Date: Thu, 11 Sep 2003 07:13:37 -0700
From: Mary Hodder <>
Subject: KaZaA and Punishment
To: dave@xxxxxxxxxx
Please remove just my email address. TX
KaZaA and Punishment
By Douglas Lichtman
488 words
10 September 2003
The Wall Street Journal
A24
The federal courts have over the past two years struggled to understand why
Grokster, KaZaA, and related Internet entities should be held accountable
for their role in online music piracy. On Monday, and in no uncertain terms,
the music industry answered the question: If the courts refuse to hold
Internet intermediaries adequately accountable, copyright holders will have
no choice but to file suit against the individuals who use those
intermediaries to infringe.
---
Courts have been reluctant to impose liability on Grokster and its ilk for
the simple reason that these entities do not directly commit the alleged bad
acts. Just as a steak knife can be used both to facilitate the consumption
of a good meal and to separate a businessman from his wallet, Grokster and
KaZaA have both legal and illegal applications. Why hold providers of tools
and services responsible, and perhaps inadvertently interfere with
legitimate activity, when it is the individual users who have final say over
whether steak knives and peer-to-peer technology are used for good or ill?
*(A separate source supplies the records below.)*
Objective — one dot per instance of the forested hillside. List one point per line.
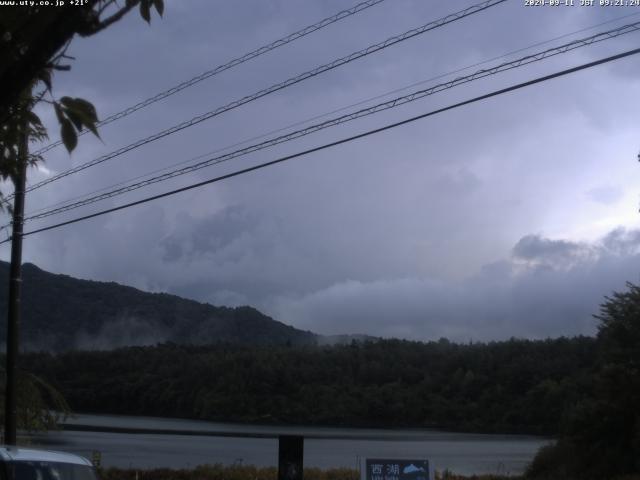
(63, 313)
(514, 386)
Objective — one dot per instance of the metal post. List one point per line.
(15, 283)
(290, 455)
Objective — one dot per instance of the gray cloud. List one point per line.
(393, 235)
(557, 296)
(607, 195)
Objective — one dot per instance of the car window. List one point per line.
(49, 471)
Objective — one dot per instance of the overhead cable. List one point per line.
(226, 66)
(274, 88)
(326, 114)
(396, 102)
(494, 93)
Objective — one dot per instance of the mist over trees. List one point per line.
(517, 386)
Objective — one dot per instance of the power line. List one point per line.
(316, 117)
(342, 141)
(276, 87)
(226, 66)
(536, 57)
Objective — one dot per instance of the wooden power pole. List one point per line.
(15, 290)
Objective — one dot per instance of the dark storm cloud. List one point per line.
(504, 299)
(393, 235)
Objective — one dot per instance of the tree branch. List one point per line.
(112, 19)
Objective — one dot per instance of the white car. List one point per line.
(17, 463)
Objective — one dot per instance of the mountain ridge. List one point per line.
(63, 313)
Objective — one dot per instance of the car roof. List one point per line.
(9, 453)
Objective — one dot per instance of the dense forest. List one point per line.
(514, 386)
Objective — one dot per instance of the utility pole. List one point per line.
(15, 288)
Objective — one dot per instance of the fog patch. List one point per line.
(124, 332)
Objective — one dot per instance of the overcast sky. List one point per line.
(509, 217)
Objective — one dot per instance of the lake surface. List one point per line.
(145, 442)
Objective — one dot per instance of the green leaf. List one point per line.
(145, 10)
(68, 134)
(75, 118)
(159, 4)
(45, 76)
(59, 113)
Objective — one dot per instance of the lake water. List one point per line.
(145, 442)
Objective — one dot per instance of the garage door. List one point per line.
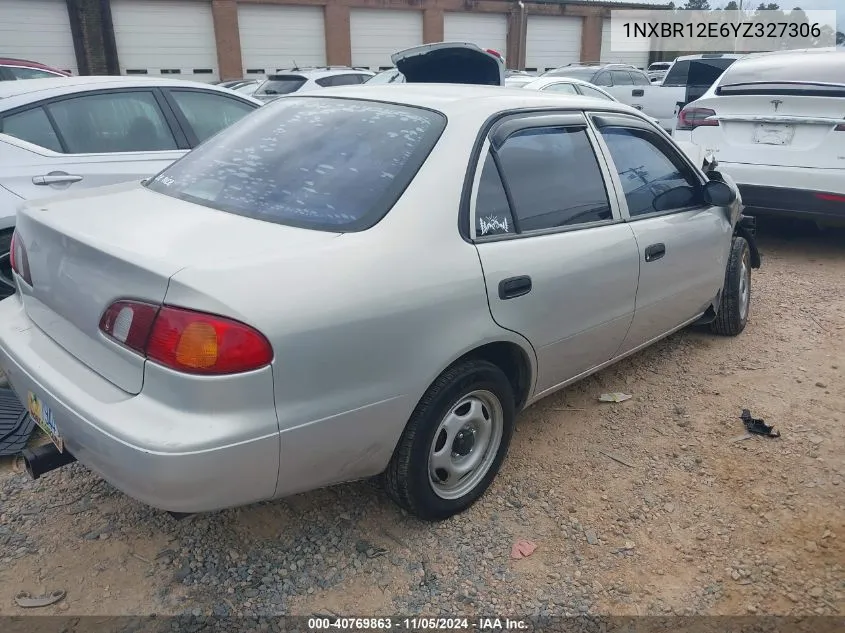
(552, 42)
(377, 34)
(173, 38)
(276, 37)
(37, 30)
(608, 56)
(488, 30)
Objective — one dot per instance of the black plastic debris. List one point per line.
(757, 425)
(15, 424)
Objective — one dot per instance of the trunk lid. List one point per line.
(87, 250)
(450, 63)
(775, 129)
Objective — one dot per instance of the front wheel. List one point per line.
(454, 442)
(736, 293)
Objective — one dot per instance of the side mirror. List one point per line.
(719, 194)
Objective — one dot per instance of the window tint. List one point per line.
(698, 72)
(621, 78)
(31, 73)
(32, 126)
(640, 79)
(208, 113)
(554, 178)
(562, 88)
(320, 163)
(113, 122)
(281, 85)
(589, 91)
(492, 211)
(651, 179)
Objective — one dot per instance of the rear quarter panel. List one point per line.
(363, 324)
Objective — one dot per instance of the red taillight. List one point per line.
(18, 259)
(691, 118)
(186, 340)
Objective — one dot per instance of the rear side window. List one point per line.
(281, 85)
(112, 122)
(319, 163)
(32, 126)
(208, 113)
(553, 178)
(621, 78)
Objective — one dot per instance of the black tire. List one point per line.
(736, 295)
(407, 478)
(5, 265)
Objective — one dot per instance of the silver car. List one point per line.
(360, 281)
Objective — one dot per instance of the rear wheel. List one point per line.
(454, 442)
(736, 293)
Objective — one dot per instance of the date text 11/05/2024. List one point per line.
(752, 30)
(417, 624)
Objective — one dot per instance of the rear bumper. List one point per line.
(815, 194)
(164, 457)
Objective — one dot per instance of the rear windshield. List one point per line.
(697, 72)
(312, 162)
(281, 85)
(585, 74)
(816, 68)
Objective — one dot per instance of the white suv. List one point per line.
(301, 79)
(776, 124)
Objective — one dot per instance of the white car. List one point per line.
(303, 79)
(776, 124)
(72, 133)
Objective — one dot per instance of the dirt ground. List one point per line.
(657, 505)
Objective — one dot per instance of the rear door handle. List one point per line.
(55, 179)
(654, 252)
(514, 287)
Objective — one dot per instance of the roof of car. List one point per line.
(14, 93)
(320, 72)
(460, 98)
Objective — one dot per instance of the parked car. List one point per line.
(657, 71)
(688, 78)
(165, 352)
(303, 79)
(625, 82)
(72, 133)
(776, 122)
(12, 69)
(571, 86)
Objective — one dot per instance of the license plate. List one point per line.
(773, 133)
(43, 417)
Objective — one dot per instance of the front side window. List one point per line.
(553, 178)
(313, 162)
(653, 180)
(208, 113)
(562, 88)
(32, 126)
(112, 122)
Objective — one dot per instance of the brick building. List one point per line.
(224, 39)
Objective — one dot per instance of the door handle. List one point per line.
(654, 252)
(514, 287)
(55, 179)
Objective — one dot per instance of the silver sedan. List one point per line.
(367, 280)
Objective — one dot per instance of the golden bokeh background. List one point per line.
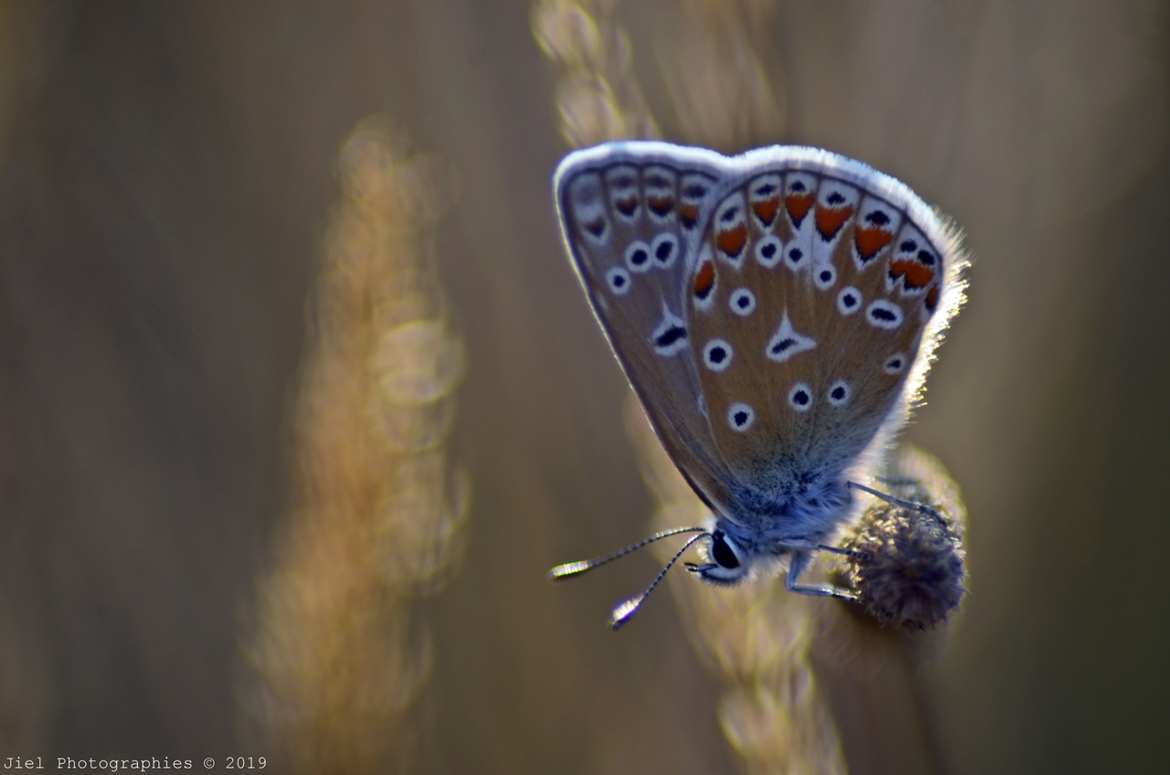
(300, 398)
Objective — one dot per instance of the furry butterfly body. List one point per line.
(776, 314)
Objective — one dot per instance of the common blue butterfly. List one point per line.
(776, 314)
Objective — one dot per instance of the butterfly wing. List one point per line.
(819, 288)
(630, 215)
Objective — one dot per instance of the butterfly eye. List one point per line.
(722, 553)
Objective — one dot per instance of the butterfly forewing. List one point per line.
(806, 309)
(630, 219)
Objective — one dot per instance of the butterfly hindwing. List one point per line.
(630, 214)
(814, 288)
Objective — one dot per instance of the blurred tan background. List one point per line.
(170, 175)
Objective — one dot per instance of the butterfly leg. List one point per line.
(901, 502)
(799, 562)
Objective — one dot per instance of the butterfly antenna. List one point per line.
(625, 610)
(566, 569)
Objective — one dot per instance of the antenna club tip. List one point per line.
(566, 569)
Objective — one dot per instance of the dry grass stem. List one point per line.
(379, 509)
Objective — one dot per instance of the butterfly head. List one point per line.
(733, 554)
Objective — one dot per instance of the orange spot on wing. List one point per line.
(828, 221)
(733, 240)
(933, 299)
(871, 240)
(916, 275)
(798, 206)
(765, 211)
(704, 279)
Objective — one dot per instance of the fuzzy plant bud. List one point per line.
(909, 564)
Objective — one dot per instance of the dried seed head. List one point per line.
(909, 569)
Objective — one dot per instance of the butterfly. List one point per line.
(776, 314)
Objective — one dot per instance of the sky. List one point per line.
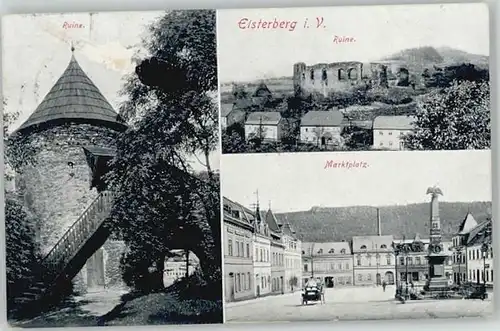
(379, 31)
(37, 49)
(299, 181)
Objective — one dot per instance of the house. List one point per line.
(373, 260)
(238, 235)
(322, 128)
(264, 125)
(479, 257)
(331, 262)
(229, 115)
(389, 130)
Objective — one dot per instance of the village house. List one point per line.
(389, 130)
(321, 128)
(230, 115)
(459, 247)
(264, 125)
(331, 262)
(479, 258)
(238, 236)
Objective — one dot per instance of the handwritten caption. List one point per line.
(331, 164)
(73, 25)
(318, 22)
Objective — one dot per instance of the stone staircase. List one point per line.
(67, 257)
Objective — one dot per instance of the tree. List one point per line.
(455, 118)
(161, 203)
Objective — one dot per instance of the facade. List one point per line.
(326, 78)
(321, 128)
(479, 258)
(331, 262)
(293, 258)
(179, 267)
(238, 236)
(389, 130)
(459, 249)
(264, 125)
(230, 116)
(373, 260)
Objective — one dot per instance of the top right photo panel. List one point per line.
(366, 78)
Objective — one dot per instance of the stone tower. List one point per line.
(436, 256)
(57, 188)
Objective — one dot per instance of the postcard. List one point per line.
(360, 78)
(112, 204)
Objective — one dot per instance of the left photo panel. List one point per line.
(111, 152)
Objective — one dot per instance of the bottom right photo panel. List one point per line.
(357, 236)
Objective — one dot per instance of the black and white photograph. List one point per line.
(355, 236)
(360, 78)
(111, 149)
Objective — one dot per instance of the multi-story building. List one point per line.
(262, 257)
(238, 237)
(459, 249)
(373, 260)
(331, 262)
(293, 258)
(479, 258)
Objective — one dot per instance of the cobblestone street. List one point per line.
(356, 303)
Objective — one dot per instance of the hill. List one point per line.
(336, 224)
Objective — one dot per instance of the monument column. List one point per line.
(436, 256)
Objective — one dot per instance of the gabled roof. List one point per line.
(322, 118)
(74, 98)
(225, 109)
(264, 118)
(372, 243)
(393, 122)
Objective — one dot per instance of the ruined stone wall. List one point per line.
(330, 77)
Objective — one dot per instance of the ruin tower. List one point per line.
(73, 121)
(437, 258)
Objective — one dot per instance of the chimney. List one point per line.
(379, 226)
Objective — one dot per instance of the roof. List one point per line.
(245, 216)
(327, 248)
(264, 118)
(467, 224)
(225, 109)
(403, 122)
(477, 233)
(74, 98)
(322, 118)
(372, 243)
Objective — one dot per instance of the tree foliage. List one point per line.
(21, 248)
(455, 118)
(161, 203)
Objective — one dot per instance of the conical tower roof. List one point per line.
(74, 98)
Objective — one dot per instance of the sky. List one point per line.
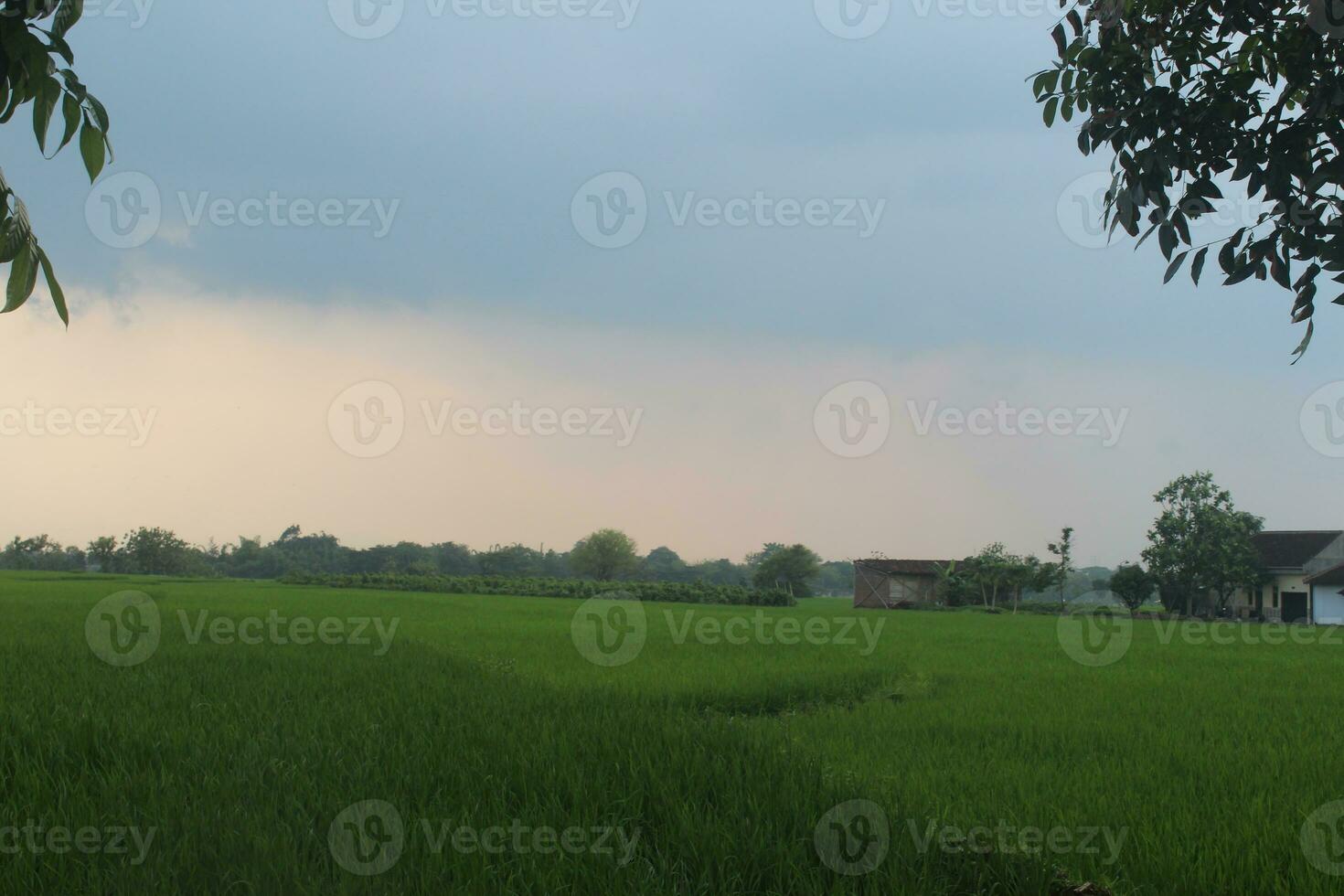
(715, 274)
That logic has appeal, but it inevitably leads to the events of Monday
morning: 261 lawsuits filed against specific individuals randomly chosen
from among the millions who have engaged in the unauthorized distribution of
copyrighted music online.
The better approach from a public policy perspective would be for the law to
immunize these individuals from liability and facilitate instead meaningful
litigation between the bigger parties. Such an approach would bring before
the court those entities best positioned to articulate the complicated
trade-offs inherent in applying copyright law to the Internet. That is,
KaZaA and the music industry can both afford to hire fancy lawyers who can
in turn lay bare central issues; and litigation between these two behemoths
is sure to, at the same time, attract the helpful attention of public
advocacy organizations like the Electronic Frontier Foundation who can
further ensure that the public interest is represented in court. Individual
defendants, by contrast, lack the resources necessary to put up this good
fight, and they face enormous pressure to preserve their bank accounts by
quickly and quietly settling.
Moreover, lawsuits against individuals have a disquieting randomness to
them, and that should give the legal system serious pause. To hold
accountable only a handful of the individuals who swapped songs without
permission -- to extract steep damages from those unlucky few while leaving
millions of equally culpable peers untouched -- smacks of unequal justice.
Admittedly, sometimes judicial inequality is a necessary evil; where
intermediaries can effectively be held accountable, it is not.
In short, let KaZaA and Grokster profit from their technology and then pay
for their crimes. And let the college student, whose crime is something
between an arrogant disregard for existing law and a praiseworthy enthusiasm
for the technologic future to come, walk free.
---
Mr. Lichtman is a professor of law at the University of Chicago Law School.